Lipödem: Die Unionsfraktion fordert bessere Versorgungs- und Behandlungsmöglichkeiten für Lipödem-Betroffene. In Deutschland litten rund vier Millionen Menschen unter einer Lipödem-Erkrankung. Das Lipödem sei eine chronische und fortschreitende Fettverteilungsstörung, die vorwiegend Frauen betreffe, heißt es in einem Antrag (20/7193), der zur federführenden Beratung an den Gesundheitsausschuss überwiesen wurde. Die Betroffenen leiden den Angaben zufolge unter Schmerzen und vielfältigen Folgeerkrankungen, darunter psychischen Störungen. Die operative Therapie führe zu einer deutlichen Verbesserung des Beschwerdebilds und Förderung der Arbeitsfähigkeit, jedoch müssten sich viele der betroffenen Frauen für die Operationen verschulden. Im Februar 2021 habe die sogenannte LIPLEG-Studie des Gemeinsamen Bundesausschusses (G-BA) begonnen. Diese Erprobungsstudie gehe der Frage nach, welchen Nutzen die Liposuktion (Fettabsaugung) bei Lipödemen im Vergleich zu einer alleinigen konservativen Therapie hat. Die Abgeordneten fordern unter anderem, die Liposuktion auch außerhalb der Erprobungsstudie bei entsprechender Indikationsstellung (in der Regel zumindest für Patientinnen ab dem Krankheitsstadium 2) zu Lasten der Krankenkassen zu ermöglichen. Auch sollte das Selbstmanagement der Patientinnen unterstützt werden, insbesondere im Bereich der Verordnung zertifizierter Ernährungsberatung, der Heil- und Hilfsmittelversorgung und Reha sowie im Rahmen eines Disease-Management-Programms. Ferner sollte die Bevölkerung durch öffentlichkeitswirksame Kampagnen für die Krankheit sensibilisiert werden.
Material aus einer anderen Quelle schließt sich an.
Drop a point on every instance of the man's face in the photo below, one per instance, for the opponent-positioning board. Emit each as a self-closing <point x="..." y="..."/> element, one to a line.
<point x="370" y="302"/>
Notfallversorgung: Nach Ansicht der Unionsfraktion muss die Notfallversorgung weiterentwickelt und der Zugang zu Notfallambulanzen gezielter gesteuert werden. Rettungsdienste und Notaufnahmen seien überlastet, Notärzte, ärztliches und weiteres medizinisches sowie pflegerisches Personal kämen aufgrund der Vielzahl der Fälle nicht selten an die Grenzen ihrer Belastungsfähigkeit, heißt es in einem Antrag (20/7194) der Fraktion, der ebenfalls in Gesundheitsausschuss federführend weiter beraten wird. Die Abgeordneten fordern unter anderem, zeitnah und im Einklang mit der geplanten Krankenhausreform eine Reform der Notfallversorgung umzusetzen, mit der Rettungsdienste und Notfallambulanzen spürbar entlastet werden und die Qualität der Behandlung echter Notfälle gesteigert wird. Es müssten gesetzliche Steuerungselemente verankert werden, um sicherzustellen, dass Patienten nur nach einer telefonischen oder telemedizinischen Ersteinschätzung und mit einem Termin Zugang in die Notaufnahme erhalten. Ausgenommen sollen Patienten sein, die eine ärztliche Über- oder Einweisung haben oder mit dem Rettungsdienst eingeliefert werden. Für eine optimierte ärztliche Ersteinschätzung und gegebenenfalls abschließende Beratung sollten die Möglichkeiten der Telemedizin ausgebaut werden. Auch sollte der flächendeckende Aufbau der elektronischen Patientenakte vorangetrieben werden, um eine schnelle, individuelle und effiziente Akutbehandlung zu gewährleisten.